Saturday, February 7, 2009

I am bored with Helen of Troy

Helen of Troy **1/2
By Margaret George

That Margaret George can write a 700-page book narrated by the famous Helen of Troy without revealing much personality or excitement must be a feat of some sort, but not one that would recommend the book to anyone. (There's Liz Taylor as an equally boring Helen of Troy in a version of Marlowe's "Dr. Faustus." Click on Liz to read a free version of that play on line.)

For long, long pages, Helen is a bored teenager. She chafes at wearing the maiden veil which hides her beauty and protects her virtue. She grows weary of the dozens of suitors who show up in Sparta to woo her. Then for many more long pages, she is a bored young wife with occasional piques of vexation. Her sex life with Menelaus is a dud. She feels distant from her daughter, Hermione. In fact, the only creature she shows much enthusiasm for is her pet snake.

Paris is a 15-year-old boy, an impulsive brat, and a braggart when Helen, 25 meets him. Their pairing strains credulity. I realize things were different in ancient Greece, but have 15-year-old boys changed so much that any kind of elixir made by the gods or Budweiser would render them objects of desire to a mature woman?

Honestly.

As for the grand passion that was the catalyst for the Trojan War, it's all pretty diaphanous drapery, soft sighs, scented rooms, harp music and tender kisses. I've seen more convincing passion in a Cialis commercial. Not surprisingly, then, the Trojan War, the big climax of the novel, has all the harrowing excitement of a bridge tournament.

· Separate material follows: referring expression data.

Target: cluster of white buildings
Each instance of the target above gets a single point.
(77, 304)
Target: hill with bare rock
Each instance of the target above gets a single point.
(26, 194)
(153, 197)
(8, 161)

OK, maybe that’s a bit harsh.

But if you want anything approaching the realities of the war that the women of Troy might have faced, you have to go back a few thousand years to Euripides' "The Trojan Women" (now available online free!), in which the women of Troy gather one last time to mourn their dead menfolk, the loss of their homes, and to face their futures bereft of each other's solace in new lives with their Greek captors who will rape and enslave them.Who can read Talthybius' cruel speech to little Astyanax, son of the slain Hector, clinging to his mother, Andromache, and begging not to be thrown from the towers of Troy, and not be moved:
Come, child, leave fond embracing of thy woeful mother, and mount the high coronal of thy ancestral towers, there to draw thy parting breath, as is ordained. Take him hence. His should the duty be to do such herald's work, whose heart knows no pity and who loveth ruthlessness more than my soul doth.
Ain't nothing like this in Margaret George.